His full name was Abu'l Majd Jamal al-Din Yaqut ibn Abdallah. He served under the last Abbasid Caliph Musta’sim and hence is named al-Musta’simi. He spent most, or all, of his life in Baghdad. He studied under a leading abbasid court calligrapher. However, he is known to have also studied with a distinguished woman calligrapher, Shuhda Bint Al-Ibari, who studied in the direct line of another famous calligrapher Ibn al-Bawwab. 

During his lifetime, Yaqut refined the six original arabic calligraphic scripts (naksh, thuluth, muhaqqaq, rayhani, riqa and tawqi) set by Ibn al-Bawwab. And, legend has it that he trained six students to master each of the six scripts. Yaqut also systemized the dot system, which is used today for proportional measurement of the letters. 

Yaqut was an innovator and reformer. He was the first calligrapher to cut the reed pen nib in an oblique angle, a break from the previous masters. Today, just about calligrapher around the world cut their reed pens in a slant. It has become an essential practice of arabic calligraphers. For Yaqut, this improved the clarity and beauty of writing.
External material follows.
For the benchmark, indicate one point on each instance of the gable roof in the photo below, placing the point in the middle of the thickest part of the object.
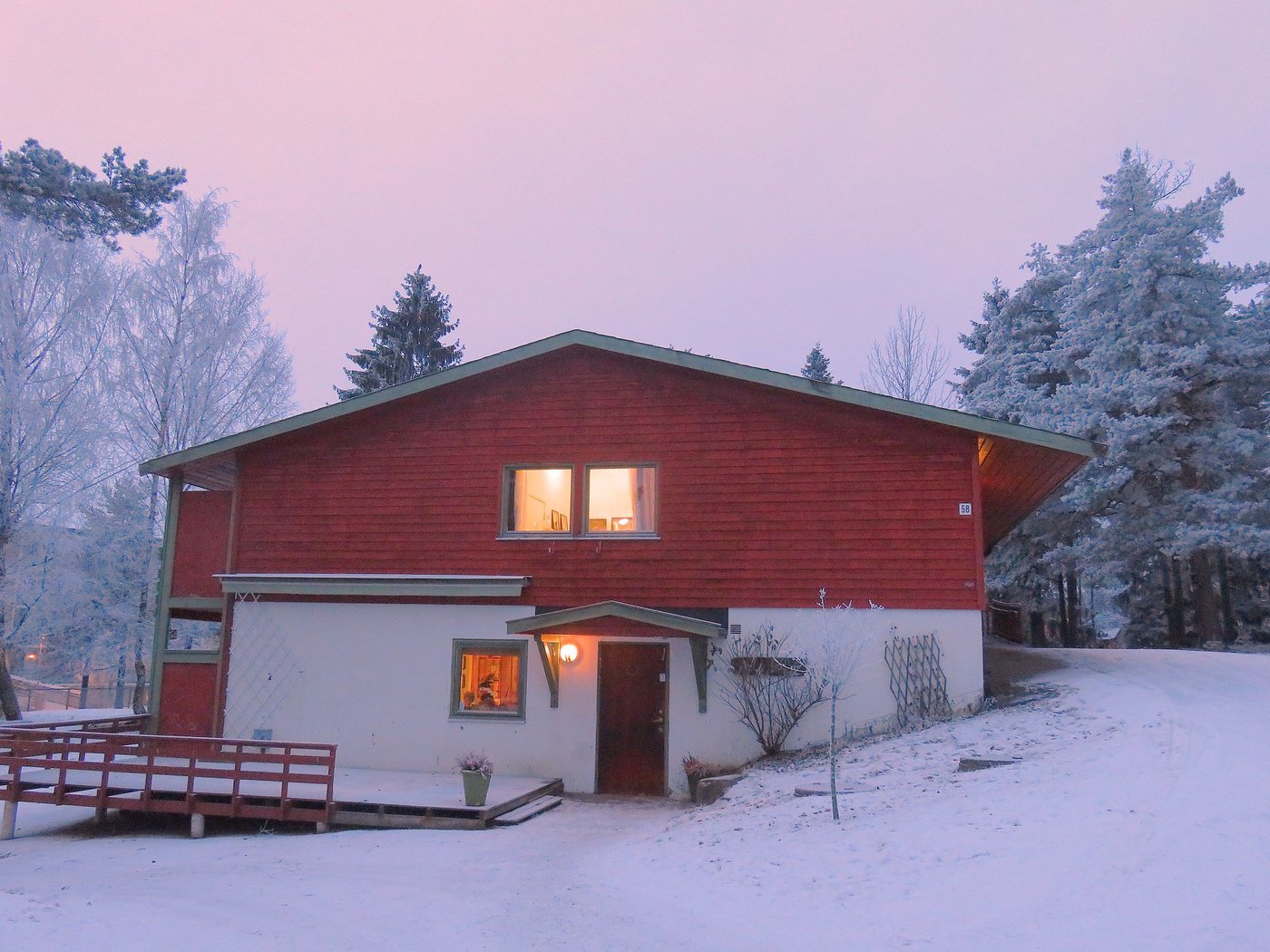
(174, 463)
His unique style resulted from a combination of even spacing and careful copying of each letter and word. In fact, he came up with a Yaquti  style of writing, which was a more elegant version of the thuluth script, and he further developed the naskh script. He has known to have completed two full volumes of Quran each month, and an impressive of 1,001 copies in his lifetime.

Sixteenth century biographer, Qadi Ahmad describes Yaquts’s accomplishments, saying “..he altered both the rule and the writing... for this reason his writing is preferred to that of Ibn Bawwab for its fineness and elegance... in these styles of writing Yaqut showed solidity, beauty, and clarity - none better than he has ever been found. He wrote in these six styles of writing with extreme elegance and beauty." 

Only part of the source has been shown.